The first set of steps required to transform a public-sector HR organization concern operational efficiency and the creation of strong connections with internal stakeholders, such as top management, rank-and-file workers, and unions. The combination and prioritization of these measures, like all the others discussed in this report, will differ based on the specific challenges and conditions of the particular country and government.
1. Improve the efficiency and effectiveness of the HR function. Leaders who want to truly improve their HR organizations should first ask themselves these questions:
- Who is doing what and at what level within the HR function, both locally and centrally?
- How much value is each core task or activity generating? Is the HR department focused on those activities that add the most value?
- Is HR properly using IT tools? For example, does it automate nonvalue-adding tasks, such as tracking employee holidays? And do these tools provide the data that operational managers really need?
- Are processes for connecting HR with other departments efficient and effective?
- Is the HR department attracting the best people? Is it recognized as a place to grow professionally?
In France, a major public agency took aggressive action to boost the efficiency of its HR functions. A detailed review of operations found that many employees—both at headquarters and in the local offices—were performing mainly low-value administrative work, such as reporting basic HR data, tracking absenteeism, and planning training sessions. In some cases, these tasks were even being done twice. HR teams were understaffed at the local level, and higher-value activities, such as leading IT projects or developing a strategic vision for HR, lacked resources. Using the lean approach, the agency conducted workshops tasked with redesigning processes and reorganizing functions, an effort that ultimately made it possible to leave certain positions unfilled after workers retired.

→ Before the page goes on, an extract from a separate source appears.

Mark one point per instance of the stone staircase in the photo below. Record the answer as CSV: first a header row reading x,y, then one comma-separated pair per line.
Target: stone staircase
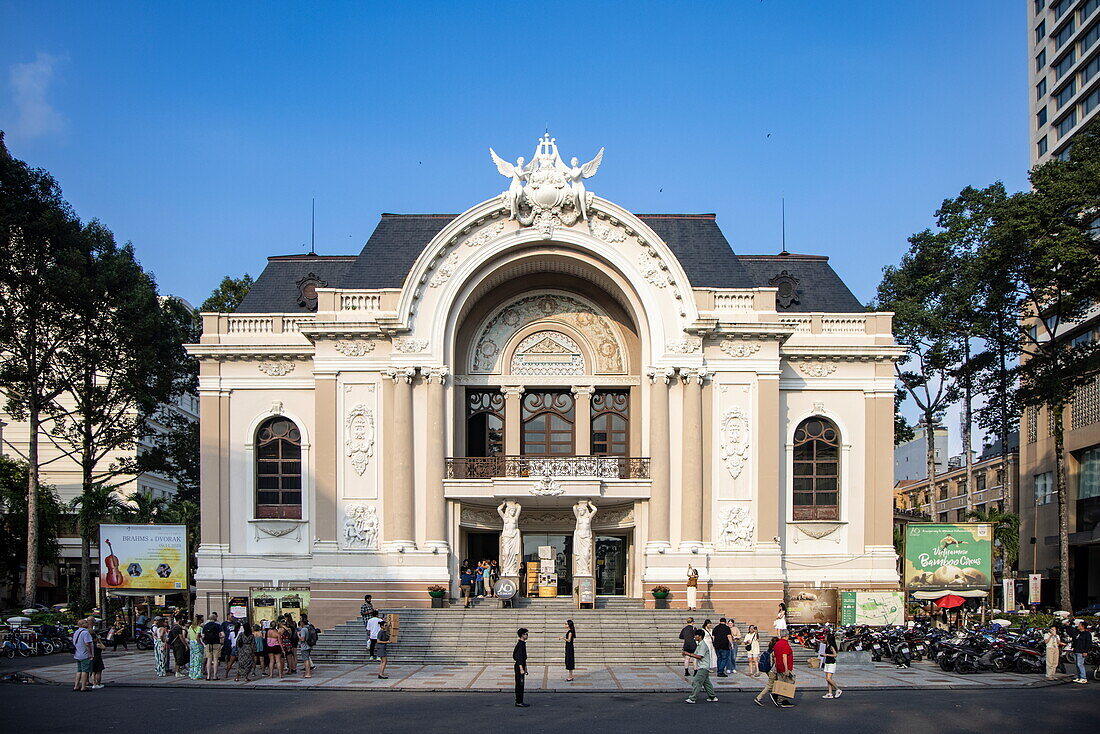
x,y
620,631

2. Build strong connections with internal stakeholders and management. Public-sector HR organizations need to cultivate strong relationships with internal groups, including top managers and staff running operations on the ground. One way to do this is to provide a regular flow of HR data and indicators regarding, for example, retirement projections, absenteeism, or needed skills by site. Such information can be invaluable to operational managers, but generating it requires the ability to identify useful sets of data and make them accessible with proven IT tools.
At the same time, HR leaders need to establish strong channels of communication with agency leaders. This ensures that the strategy of the HR organization and that of the overall government agency are aligned. It also gives HR a clear understanding of the issues that managers face in the field, which can lead to the development of customized solutions such as new training sessions.
HR leaders at the US Environmental Protection Agency have strengthened their ties with agency managers through tools such as the Skills Marketplace initiative, aimed at improving how staff are deployed across the organization. Designed by a joint team of HR managers and EPA staff in charge of programs and operations, the program was rolled out in 2014 after a two-year pilot. Participating employees can apply for short-term, mission-critical assignments and projects posted on an internal portal. A LinkedIn-style profile of their work on previous assignments forms the basis of their application. Those selected remain in their current role, devoting no more than 20% of their time to the new assignment. The objective is to direct time and talent toward critical projects while giving employees additional development opportunities. The program has received strong praise from frontline employees seeking to expand their professional skills and grow within the EPA.
3. Proactively develop relationships with unions. Given the high rate of union membership in the public sector—which exceeds that in the private sector of many countries, including the US, France, Poland, and Sweden—it is vitally important to involve unions in any major organizational change.
A strong partnership with unions can increase the odds of a successful transformation in several ways. First, during the design phase of the program, unions can provide insights on the potential obstacles to change based on their knowledge of the realities facing workers in the field. Second, if union leaders are involved in program design, they are more likely to become effective promoters and facilitators of change. And third, union leaders can provide valuable information during implementation about where problems are cropping up and how to address them.